Compute voltage inside sphere of uniform charge

[Gary Roach]

Homework Statement

Problem 2.21 from Introduction to Electrodynamics, David J. Griffiths, Third Edition.

Find the potential inside and outside a uniformly charged solid sphere who's radius is R and whose total charge is q. Use infinity as your reference point.

Homework Equations

Given: q, R, r'(r inside sphere)
Variable: r
∫E da =q/ε₀
V = -∫$^{r}_{∞}$E dl

The Attempt at a Solution

Outside of sphere:
|E|∫_s r²sinΘdΘdø = (1/ε₀)q
E = (q)$\widehat{r}$/(4π ε_or²)
V = -∫$^{r}_{∞}$E dr =q/4πε₀r

The above is pretty straight forward. On the other hand, the Voltage inside the sphere completely illudes me. From the answer book, I know that is an A - B type problem but can't seem to get my mind around the concept. I know that the Voltage is a function of the radius but the E field is not zero as in a hollow sphere.

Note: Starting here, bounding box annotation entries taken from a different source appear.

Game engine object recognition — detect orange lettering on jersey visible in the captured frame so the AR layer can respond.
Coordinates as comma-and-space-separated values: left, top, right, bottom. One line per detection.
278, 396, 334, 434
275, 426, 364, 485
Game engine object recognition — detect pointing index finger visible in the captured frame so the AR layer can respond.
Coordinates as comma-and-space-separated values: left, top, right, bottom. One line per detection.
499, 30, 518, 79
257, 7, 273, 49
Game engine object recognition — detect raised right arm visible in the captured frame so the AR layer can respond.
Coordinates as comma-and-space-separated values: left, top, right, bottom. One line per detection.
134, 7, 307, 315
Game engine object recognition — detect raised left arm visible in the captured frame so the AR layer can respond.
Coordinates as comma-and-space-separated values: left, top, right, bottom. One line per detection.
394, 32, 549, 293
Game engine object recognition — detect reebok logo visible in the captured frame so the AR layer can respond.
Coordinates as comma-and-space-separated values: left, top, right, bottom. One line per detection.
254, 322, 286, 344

How is the basic equation for the E field inside the sphere derived?

 

[lightgrav]

charge inside the gaussian surface at r<R is proportional to the Volume enclosed: rho V_inside
where rho = q/(4/3 pi R^3)

 

[mfb]

For a radius r>R, consider the sphere with a smaller radius (smaller than r) and the hollow sphere with a larger radius (larger than r) as separate objects. How can you calculate their field contributions?